Fort Duncan Regional Medical Center’s Intensive Care Unit Director Dr. Sergio Zamora has previously stated that the local hospital has 10 Intensive Care Beds with 14 to 16 ventilators. The significant increase of COVID-19 patients to 25 people is close to overwhelming the local hospital’s health care services, if it has not done so yet.
The week of June 29 through July 2, 2020 has seen the highest record of fatalities due to COVID-19 in Maverick County with three, bringing the total to five fatalities to date, the highest number of positive COVID-19 cases with 193, bringing the total to 519 cases, and the highest number of people hospitalized due to COVID-19 with 25. These figures are only for four days of the week with Friday, July 3, results pending as of press time. This week has definitely been the worst in Maverick County since the novel coronavirus pandemic started.

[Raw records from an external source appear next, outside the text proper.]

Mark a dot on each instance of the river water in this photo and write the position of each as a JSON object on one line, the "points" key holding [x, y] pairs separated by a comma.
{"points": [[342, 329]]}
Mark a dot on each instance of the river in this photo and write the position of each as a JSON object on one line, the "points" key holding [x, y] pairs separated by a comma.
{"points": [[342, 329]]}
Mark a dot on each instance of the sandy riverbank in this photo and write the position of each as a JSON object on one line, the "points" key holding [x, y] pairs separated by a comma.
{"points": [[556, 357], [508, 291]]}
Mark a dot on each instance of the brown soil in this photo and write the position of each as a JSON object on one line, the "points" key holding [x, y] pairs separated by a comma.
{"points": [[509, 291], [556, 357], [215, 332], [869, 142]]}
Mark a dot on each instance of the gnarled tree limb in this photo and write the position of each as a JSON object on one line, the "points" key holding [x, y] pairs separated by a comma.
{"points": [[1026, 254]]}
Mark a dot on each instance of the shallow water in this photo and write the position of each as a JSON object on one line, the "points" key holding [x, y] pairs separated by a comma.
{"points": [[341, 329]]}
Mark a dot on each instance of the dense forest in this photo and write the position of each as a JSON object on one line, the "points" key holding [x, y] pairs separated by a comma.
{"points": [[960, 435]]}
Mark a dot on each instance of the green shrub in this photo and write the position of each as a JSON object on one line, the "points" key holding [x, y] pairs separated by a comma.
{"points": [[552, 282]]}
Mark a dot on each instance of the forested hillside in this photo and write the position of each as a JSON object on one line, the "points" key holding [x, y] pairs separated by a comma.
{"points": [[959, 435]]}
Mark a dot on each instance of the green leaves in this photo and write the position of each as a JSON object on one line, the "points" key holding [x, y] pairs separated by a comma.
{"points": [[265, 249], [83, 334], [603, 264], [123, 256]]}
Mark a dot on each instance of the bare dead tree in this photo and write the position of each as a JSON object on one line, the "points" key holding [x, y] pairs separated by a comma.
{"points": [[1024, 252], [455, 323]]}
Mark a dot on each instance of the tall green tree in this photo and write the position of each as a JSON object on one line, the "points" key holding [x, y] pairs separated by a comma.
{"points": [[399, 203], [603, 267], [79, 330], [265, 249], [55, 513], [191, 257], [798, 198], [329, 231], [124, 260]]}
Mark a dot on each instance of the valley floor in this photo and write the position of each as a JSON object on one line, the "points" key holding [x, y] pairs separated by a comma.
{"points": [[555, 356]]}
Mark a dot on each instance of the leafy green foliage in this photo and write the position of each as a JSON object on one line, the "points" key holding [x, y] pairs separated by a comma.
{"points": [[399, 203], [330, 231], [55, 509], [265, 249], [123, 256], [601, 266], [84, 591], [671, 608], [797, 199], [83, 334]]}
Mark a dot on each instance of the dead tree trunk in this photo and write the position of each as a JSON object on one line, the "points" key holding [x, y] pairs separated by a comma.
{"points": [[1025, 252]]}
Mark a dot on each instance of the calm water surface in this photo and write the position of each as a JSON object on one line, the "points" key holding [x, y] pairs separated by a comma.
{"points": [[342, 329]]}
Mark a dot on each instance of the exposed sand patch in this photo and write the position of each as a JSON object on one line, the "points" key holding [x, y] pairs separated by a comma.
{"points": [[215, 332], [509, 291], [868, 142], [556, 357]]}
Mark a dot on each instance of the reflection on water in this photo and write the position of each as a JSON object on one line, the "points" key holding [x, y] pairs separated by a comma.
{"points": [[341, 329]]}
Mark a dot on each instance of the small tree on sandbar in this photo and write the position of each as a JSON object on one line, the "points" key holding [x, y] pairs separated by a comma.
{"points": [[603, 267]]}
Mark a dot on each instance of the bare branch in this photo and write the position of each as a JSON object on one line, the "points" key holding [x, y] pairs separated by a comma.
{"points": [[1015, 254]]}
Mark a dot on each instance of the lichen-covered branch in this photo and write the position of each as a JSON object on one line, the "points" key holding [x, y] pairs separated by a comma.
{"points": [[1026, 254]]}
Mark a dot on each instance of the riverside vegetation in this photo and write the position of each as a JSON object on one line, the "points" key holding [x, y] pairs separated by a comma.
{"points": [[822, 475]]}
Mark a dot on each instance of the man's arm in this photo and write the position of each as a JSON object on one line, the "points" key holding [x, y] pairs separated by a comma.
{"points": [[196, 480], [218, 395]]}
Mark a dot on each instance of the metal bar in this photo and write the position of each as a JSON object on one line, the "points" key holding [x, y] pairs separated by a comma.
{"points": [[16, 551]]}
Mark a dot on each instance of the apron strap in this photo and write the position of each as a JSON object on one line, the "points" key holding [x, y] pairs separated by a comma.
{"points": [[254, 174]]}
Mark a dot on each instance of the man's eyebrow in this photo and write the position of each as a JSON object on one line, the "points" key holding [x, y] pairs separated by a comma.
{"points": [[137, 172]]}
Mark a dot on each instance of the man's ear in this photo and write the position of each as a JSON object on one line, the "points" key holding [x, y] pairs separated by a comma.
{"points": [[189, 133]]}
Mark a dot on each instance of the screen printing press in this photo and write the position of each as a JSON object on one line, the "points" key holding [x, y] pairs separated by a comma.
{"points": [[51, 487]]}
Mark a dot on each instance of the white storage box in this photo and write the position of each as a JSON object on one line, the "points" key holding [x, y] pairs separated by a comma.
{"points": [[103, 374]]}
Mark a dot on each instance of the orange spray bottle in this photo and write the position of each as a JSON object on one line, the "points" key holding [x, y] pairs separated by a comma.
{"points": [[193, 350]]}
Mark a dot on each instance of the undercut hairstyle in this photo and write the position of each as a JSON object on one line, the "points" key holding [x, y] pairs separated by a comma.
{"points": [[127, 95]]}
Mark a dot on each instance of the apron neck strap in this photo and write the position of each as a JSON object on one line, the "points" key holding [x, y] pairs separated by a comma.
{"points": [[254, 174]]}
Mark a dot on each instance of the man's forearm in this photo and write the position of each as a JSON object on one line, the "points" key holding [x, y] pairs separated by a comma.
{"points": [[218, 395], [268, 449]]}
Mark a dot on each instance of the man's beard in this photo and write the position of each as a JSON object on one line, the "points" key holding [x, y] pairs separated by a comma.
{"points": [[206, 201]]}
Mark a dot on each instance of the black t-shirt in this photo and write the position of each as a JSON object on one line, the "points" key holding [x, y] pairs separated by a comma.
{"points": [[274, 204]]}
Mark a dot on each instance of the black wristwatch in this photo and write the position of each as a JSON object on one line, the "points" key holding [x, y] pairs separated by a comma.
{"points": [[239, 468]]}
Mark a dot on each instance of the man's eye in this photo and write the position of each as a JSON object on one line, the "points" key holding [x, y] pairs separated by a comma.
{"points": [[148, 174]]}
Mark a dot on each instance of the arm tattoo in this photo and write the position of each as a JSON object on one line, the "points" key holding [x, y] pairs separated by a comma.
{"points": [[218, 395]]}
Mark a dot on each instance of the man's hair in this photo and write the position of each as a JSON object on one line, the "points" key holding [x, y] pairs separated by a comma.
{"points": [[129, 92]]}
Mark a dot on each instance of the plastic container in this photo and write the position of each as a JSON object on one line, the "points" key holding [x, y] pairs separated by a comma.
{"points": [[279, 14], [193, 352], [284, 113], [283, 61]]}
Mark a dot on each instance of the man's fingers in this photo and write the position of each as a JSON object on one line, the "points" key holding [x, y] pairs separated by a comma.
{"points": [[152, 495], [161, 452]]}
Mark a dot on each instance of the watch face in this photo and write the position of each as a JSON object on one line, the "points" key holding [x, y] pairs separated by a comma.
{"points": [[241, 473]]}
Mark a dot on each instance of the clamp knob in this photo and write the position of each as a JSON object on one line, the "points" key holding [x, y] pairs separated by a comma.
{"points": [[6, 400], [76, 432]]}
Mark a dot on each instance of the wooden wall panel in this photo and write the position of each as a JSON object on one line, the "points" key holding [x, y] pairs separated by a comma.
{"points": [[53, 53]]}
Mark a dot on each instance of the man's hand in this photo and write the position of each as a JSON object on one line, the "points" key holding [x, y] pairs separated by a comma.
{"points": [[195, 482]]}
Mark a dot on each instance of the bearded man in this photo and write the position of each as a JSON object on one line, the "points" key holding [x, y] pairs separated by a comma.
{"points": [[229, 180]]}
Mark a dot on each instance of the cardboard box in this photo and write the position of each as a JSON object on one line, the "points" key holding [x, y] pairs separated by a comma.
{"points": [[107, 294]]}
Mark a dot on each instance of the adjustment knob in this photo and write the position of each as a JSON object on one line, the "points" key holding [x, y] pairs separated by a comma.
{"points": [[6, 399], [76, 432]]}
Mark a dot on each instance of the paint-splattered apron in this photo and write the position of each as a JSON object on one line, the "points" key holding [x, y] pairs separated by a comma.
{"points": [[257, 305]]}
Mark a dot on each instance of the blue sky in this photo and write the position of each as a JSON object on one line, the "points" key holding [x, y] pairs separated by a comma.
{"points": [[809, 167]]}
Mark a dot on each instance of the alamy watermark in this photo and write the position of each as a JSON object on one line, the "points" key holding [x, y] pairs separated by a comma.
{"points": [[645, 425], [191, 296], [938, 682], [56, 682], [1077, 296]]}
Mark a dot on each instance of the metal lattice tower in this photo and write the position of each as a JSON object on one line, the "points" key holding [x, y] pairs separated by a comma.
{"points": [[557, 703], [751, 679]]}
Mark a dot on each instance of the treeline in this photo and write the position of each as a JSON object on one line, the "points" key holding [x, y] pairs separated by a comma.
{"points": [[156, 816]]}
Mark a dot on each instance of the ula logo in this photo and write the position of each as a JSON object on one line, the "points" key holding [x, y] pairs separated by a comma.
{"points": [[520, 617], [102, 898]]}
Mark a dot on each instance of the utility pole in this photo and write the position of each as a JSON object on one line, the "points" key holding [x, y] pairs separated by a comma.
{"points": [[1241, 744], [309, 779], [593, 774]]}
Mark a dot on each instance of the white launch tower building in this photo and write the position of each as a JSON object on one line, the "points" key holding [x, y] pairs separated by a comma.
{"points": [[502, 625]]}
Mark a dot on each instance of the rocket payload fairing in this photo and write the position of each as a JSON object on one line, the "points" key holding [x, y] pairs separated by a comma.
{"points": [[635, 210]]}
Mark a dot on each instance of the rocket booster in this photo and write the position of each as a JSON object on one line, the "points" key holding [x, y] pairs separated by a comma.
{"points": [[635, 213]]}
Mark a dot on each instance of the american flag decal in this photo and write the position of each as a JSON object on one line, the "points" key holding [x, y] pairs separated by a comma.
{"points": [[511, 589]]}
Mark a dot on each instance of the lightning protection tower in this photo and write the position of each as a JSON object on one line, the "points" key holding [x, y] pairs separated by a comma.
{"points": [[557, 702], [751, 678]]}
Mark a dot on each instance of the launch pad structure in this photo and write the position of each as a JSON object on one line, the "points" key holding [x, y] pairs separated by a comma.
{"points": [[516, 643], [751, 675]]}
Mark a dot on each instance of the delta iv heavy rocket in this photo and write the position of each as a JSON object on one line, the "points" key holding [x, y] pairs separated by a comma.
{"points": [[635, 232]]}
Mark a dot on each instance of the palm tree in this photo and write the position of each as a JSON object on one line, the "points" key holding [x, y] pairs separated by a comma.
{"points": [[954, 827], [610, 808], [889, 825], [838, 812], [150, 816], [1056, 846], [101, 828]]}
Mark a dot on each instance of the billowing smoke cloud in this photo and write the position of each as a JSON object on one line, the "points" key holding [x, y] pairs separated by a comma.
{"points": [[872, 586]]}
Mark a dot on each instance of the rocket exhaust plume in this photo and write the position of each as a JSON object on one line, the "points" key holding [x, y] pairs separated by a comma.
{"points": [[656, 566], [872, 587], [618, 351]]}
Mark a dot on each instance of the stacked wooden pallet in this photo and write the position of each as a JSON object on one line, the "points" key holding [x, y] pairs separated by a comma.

Texas also experienced its worst week with record number of positive COVID-19 infections with 7,915 cases on July 2, 2020, bringing 44,060 cases for the four days week to date and the overall total to 175,977 positive cases; 229 Texans died due to COVID-19, bringing the overall total to 2,525; 7,382 Texans are hospitalized with COVID-19; 90,720 Texans have recovered from COVID-19; and 1,975,803 Texans have had the COVID-19 test administered and another 198,745 have had an antibody test.
Texas has skyrocketed with positive COVID-19 cases, deaths, and hospitalizations this week that finally Governor Greg Abbott buckled-in to reality after holding out to please President Donald J. Trump and the Republican Party ordering mandatory face mask use in public for most counties and issuing new regulations limiting gatherings to 10 or less. Governor Abbott has been severely criticized by public health experts and health care providers for reopening Texas pre-maturely on April 29, 2020 that has eventually led to the current surge of the deadly virus.
Nationally, the United States reported its highest single day number of confirmed positive COVID-19 cases with 56,015 on Thursday, July 2, 2020, according to NBC News. Overall, the United States now has a total of 2,758,800 confirmed positive COVID-19 cases and 128,800 deaths related to COVID-19 as of July 2, 2020, according to the New York Times.
Dr. Anthony S. Fauci, Director of the National Institute of Allergy and Infectious Diseases and the leading immunologist in the United States, testified before Congress that if Americans do not wear face masks and practice social distancing guidelines from the CDC the total number of cases per day might reach as high as 100,000. Dr. Fauci, however, that this does not have to be this way if only Americans followed the CDC guidelines of wearing a face mask, social distancing (6 feet), wash hands regularly, use hand sanitizer, avoid gatherings of 10 or more people, limit travel to essential matters, and stay home to save lives.